Head Of China’s Railway Company Commits Suicide: First Graft Probe Casualty?

Bai Zhongren, the president of state-run China Railway Group – the state-owned engineering giant behind many of the country’s largest railway projects – committed suicide over the weekend. As SCMP reports, Bai is among several senior railway officials and executives who have committed suicide since corruption scandals implicating the senior railway officials began to come to light three years ago.

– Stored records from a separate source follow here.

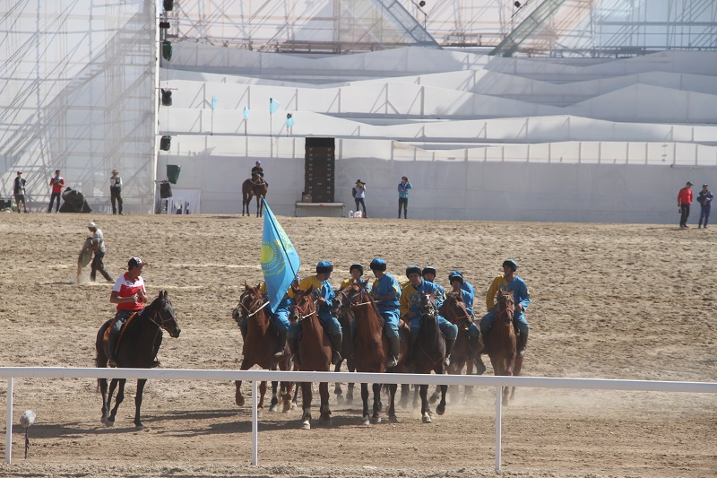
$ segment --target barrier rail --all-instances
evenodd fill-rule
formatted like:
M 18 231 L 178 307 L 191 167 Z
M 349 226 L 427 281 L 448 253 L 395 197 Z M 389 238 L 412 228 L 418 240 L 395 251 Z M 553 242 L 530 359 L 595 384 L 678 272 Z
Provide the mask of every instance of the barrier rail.
M 277 370 L 200 370 L 191 369 L 90 369 L 60 367 L 0 367 L 7 378 L 7 427 L 5 461 L 12 462 L 13 378 L 147 378 L 151 380 L 220 380 L 252 382 L 252 465 L 259 463 L 257 384 L 260 381 L 353 382 L 411 385 L 462 385 L 496 387 L 496 471 L 500 471 L 502 387 L 581 388 L 643 392 L 717 394 L 717 382 L 669 382 L 604 378 L 556 378 L 543 377 L 494 377 L 477 375 L 419 375 L 407 373 L 296 372 Z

However, there have been no direct links between China Railway Group and the corruption cases (yet); but Chinese courts are about to hand down verdicts for Zhang Shuguang, a former deputy chief engineer of the now-defunct Ministry of Railways, and Ding Shumiao, a businesswoman with close tie with disgraced former railway minister Liu Zhijun. Xinhua quotes a colleague as saying that part of the cause of Bai’s depression might be the heavy debts that his company has run up.

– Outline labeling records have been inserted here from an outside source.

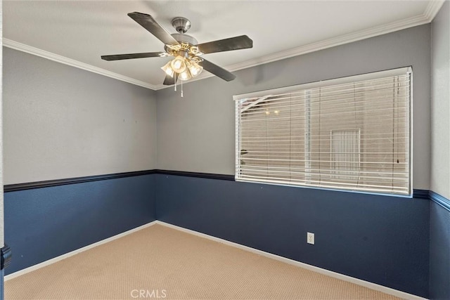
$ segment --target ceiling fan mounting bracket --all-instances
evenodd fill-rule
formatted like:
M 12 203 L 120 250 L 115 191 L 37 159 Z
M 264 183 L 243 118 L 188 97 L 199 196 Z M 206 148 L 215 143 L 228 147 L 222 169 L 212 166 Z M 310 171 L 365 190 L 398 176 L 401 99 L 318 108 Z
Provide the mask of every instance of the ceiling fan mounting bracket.
M 191 21 L 183 17 L 176 17 L 172 19 L 172 25 L 175 28 L 176 32 L 186 33 L 191 28 Z

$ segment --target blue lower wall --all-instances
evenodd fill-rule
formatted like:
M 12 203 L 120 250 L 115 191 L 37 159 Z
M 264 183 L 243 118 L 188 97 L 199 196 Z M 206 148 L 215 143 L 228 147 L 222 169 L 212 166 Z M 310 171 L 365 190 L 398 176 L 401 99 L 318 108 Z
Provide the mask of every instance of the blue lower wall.
M 4 194 L 10 274 L 155 219 L 154 175 Z
M 428 199 L 155 176 L 160 221 L 429 295 Z
M 5 240 L 13 259 L 5 273 L 158 219 L 449 299 L 450 211 L 423 194 L 409 199 L 161 174 L 8 192 Z M 306 243 L 307 231 L 314 245 Z
M 430 297 L 448 300 L 450 299 L 450 211 L 434 202 L 430 207 Z

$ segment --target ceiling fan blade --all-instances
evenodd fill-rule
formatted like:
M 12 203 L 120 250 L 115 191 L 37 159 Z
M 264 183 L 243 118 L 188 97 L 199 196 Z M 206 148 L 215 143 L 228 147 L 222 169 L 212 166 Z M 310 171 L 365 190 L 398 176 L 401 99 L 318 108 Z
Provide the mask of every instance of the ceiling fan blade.
M 214 65 L 214 63 L 205 60 L 203 58 L 202 58 L 202 59 L 203 60 L 203 61 L 199 63 L 198 64 L 203 67 L 203 69 L 206 70 L 209 72 L 212 73 L 217 77 L 220 77 L 224 80 L 226 80 L 227 81 L 231 81 L 231 80 L 236 78 L 236 77 L 233 74 L 228 72 L 223 67 L 219 67 L 217 65 Z
M 164 29 L 153 18 L 142 13 L 129 13 L 128 16 L 137 22 L 141 26 L 148 30 L 166 45 L 178 45 L 179 43 L 172 35 Z
M 200 51 L 206 54 L 252 48 L 253 47 L 253 41 L 246 35 L 241 35 L 200 44 L 197 46 Z
M 172 86 L 172 84 L 175 84 L 175 77 L 172 77 L 166 74 L 166 78 L 164 79 L 162 84 L 165 86 Z
M 105 60 L 120 60 L 131 58 L 145 58 L 160 57 L 165 52 L 147 52 L 145 53 L 115 54 L 112 56 L 102 56 L 101 59 Z

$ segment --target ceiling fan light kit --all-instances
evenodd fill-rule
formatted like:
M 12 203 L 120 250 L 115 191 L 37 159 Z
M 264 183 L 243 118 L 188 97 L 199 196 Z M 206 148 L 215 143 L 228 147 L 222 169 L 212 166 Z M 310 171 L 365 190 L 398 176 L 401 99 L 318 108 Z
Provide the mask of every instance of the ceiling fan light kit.
M 191 22 L 186 18 L 176 17 L 172 20 L 172 25 L 178 33 L 171 34 L 150 15 L 134 12 L 129 13 L 128 15 L 162 41 L 165 52 L 115 54 L 102 56 L 101 58 L 110 61 L 151 57 L 174 57 L 161 67 L 166 74 L 163 82 L 165 85 L 176 84 L 177 79 L 189 80 L 198 76 L 203 70 L 227 81 L 233 80 L 236 78 L 234 74 L 200 56 L 253 47 L 253 41 L 246 35 L 199 44 L 195 39 L 186 34 L 191 28 Z

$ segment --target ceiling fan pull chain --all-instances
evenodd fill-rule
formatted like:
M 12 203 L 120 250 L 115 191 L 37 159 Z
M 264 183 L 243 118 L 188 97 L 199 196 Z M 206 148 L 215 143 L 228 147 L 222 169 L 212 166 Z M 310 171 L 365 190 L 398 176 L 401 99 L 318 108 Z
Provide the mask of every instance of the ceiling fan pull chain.
M 183 81 L 181 81 L 181 98 L 183 98 Z

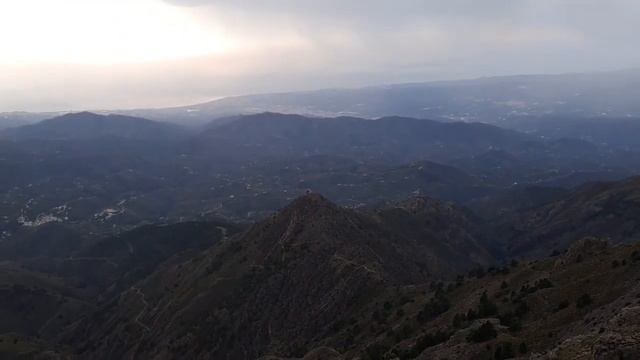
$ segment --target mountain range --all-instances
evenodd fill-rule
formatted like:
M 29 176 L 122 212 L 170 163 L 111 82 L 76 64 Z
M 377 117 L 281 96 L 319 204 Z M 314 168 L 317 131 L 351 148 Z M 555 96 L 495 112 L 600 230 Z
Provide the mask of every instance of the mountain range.
M 631 120 L 315 115 L 0 131 L 0 357 L 640 355 Z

Via South China Morning Post,

Bai Zhongren, the president of China Railway Group, a state-owned engineering giant behind many of the country’s largest railway projects, jumped to his death over the weekend, Chinese media reported on Monday.

 

 

The 53-year-old executive jumped to his death after suffering from depression in recent years

 

 

Economic Information, a newspaper published by the official Xinhua News Agency, quoted a colleague as saying that part of the cause of Bai’s depression might be the heavy debts that his company has run up.

 

 

By the end of October, 2013, China Railways Group had total assets worth 626.5 billion yuan, and total outstanding debts of 531.9 billion yuan, with a debt-to-asset ratio of almost 85 per cent, according to the company’s Q3 filings.

 

Bai’s suicide came as Chinese courts are about to hand down verdicts for Zhang Shuguang, a former deputy chief engineer of the now-defunct Ministry and of Railways, and Ding Shumiao, a businesswoman with close tie with disgraced former railway minister Liu Zhijun.

 

 

Bai is among several senior railway officials and executives who have committed suicide since corruption scandals implicating the senior railway officials began to come to light three years ago. However, there have been no direct links between China Railway Group and the corruption cases.